Ceris Jones, climate change advisor at the National Farmers Union, said the talks were “disappointing”. She said efforts by the NFU to present some of the solutions farmers could offer in cutting greenhouse gases were not given enough prominence.

“Agriculture is a sink as well as a source of greenhouse gases and it simply was not talked about enough,” she said.

Feedback, the environmental and food waste charity, said COP26 had failed to do enough to reduce emissions from the food sector, including methane from food waste and animal agriculture.

Pete Ritchie, an organic farmer and director of Nourish Scotland, said food systems as a whole were neglected at COP26, including the management of nitrogen.

He said efforts must now focus on ensuring farming and food systems are top of the agenda at COP27, in Sharm El Sheikh, Egypt. “Food systems will have to be absolutely central to the next COP,” he said.

How do you think farming can contribute to keeping global warming below 1.5 degrees? Comment below. 


Leave a Reply

    1. Well the UK Presidency is in charge until COP27 so there is an opportunity to keep pushing on climate change The Koronivia process is the UN’s effort to cut emissions from climate change and is also due to come up with some decisions at COP27 The NFU and Soil Association are both campaigning to strengthen these agreements. As individuals I think our best bet in just under a year is to engage vis these organisations. Be interested in more suggestions!


    The low emission food production is the one of the contributory factors to keep global warming controlled.

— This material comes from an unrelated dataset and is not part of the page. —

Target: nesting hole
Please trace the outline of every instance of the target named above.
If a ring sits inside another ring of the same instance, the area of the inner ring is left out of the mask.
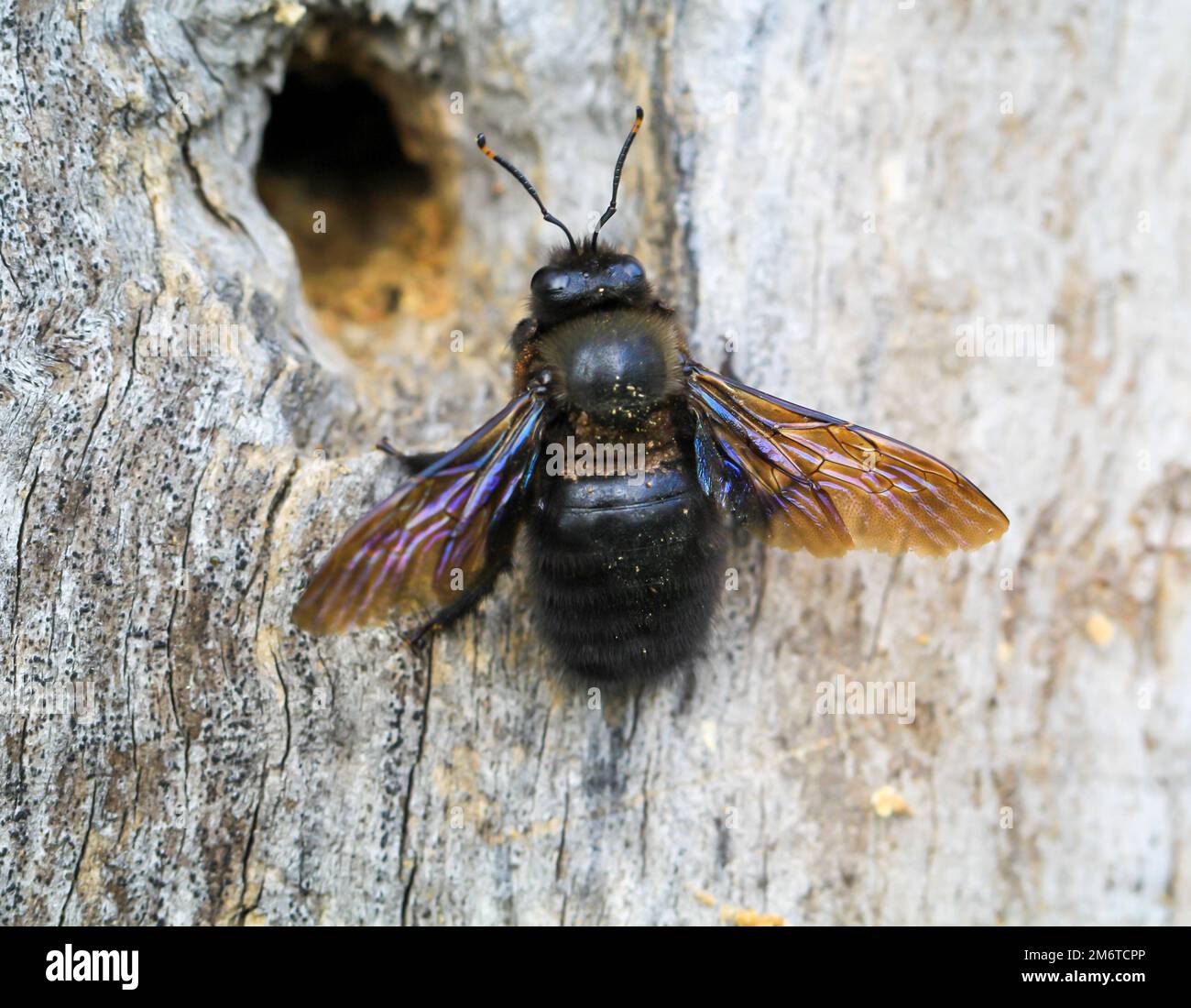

    Any food production system comprises of different stages that are inter-connected with each other and essentially starts from the production of raw materials. The production of raw materials has become the major importance in controlling Agri-food production and if this step is not monitored properly the damage done to the environment cannot be prevented. Why the production of raw material is so important because there are many non-controllable factors which could attribute negatively for the environmental pollution due to higher emissions mainly in open field Agri production methods. However, the followed-up steps such as pre-possessing, secondary processing and final processing step including adding value and in the final processing, the emission levels can be easy monitored and controlled to a higher degree unlike in the open field cultivation. Since the emissions in the later stages can be easily monitored and controlled effectively, the emission in production of raw materials must be given the highest priority and major importance in the complete chain of the food production.

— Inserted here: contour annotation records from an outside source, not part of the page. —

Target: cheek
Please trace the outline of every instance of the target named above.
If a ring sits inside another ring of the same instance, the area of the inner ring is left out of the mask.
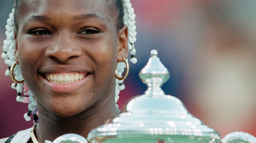
[[[18,41],[18,51],[21,73],[29,87],[29,85],[35,84],[35,77],[37,76],[36,67],[43,58],[41,47],[26,41],[22,40]]]

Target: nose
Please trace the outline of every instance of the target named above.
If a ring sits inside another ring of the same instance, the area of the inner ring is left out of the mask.
[[[67,36],[59,36],[47,49],[46,56],[61,62],[80,56],[82,50],[76,46],[74,40]]]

    Most of the conventional or modern Agri production methods leave rooms for higher emission of GHG (Greenhouse gases) such as methane, carbon dioxide and nitrous oxides. Many research papers published have undoubtedly confirmed the GHG emissions and its relationship with soil and plant inputs. Based on many research findings, a high yielding Agri production method system can be proposed using bio-fertilizers consisting of selective ingredients with low input levels of organic Nitrogen(below1.5%). The applications of the selective combinations of different beneficial microbes sourced locally need further investigations prior to the introduction for commercial application on different crops. (Ground level experience of mine in commercial agriculture supported by R&D has resulted in remarkable results in Sri Lankan soils.) However, when the similar procedures are applied on the different Soils and climatic conditions along with the locally sourced beneficial microbes in the UK, a few research activities must be conducted with a selected university and a research institute in addition to the field trials in commercial farms on different crops. This approach will result in higher yielding, low emission Agri production and restoration of soil health. Reaching these three key aspects together show an approach or the way forward for food security, environmental protection, and the overall sustainability. Maintenance of soil health can also be supported by introducing Biochar at a stage.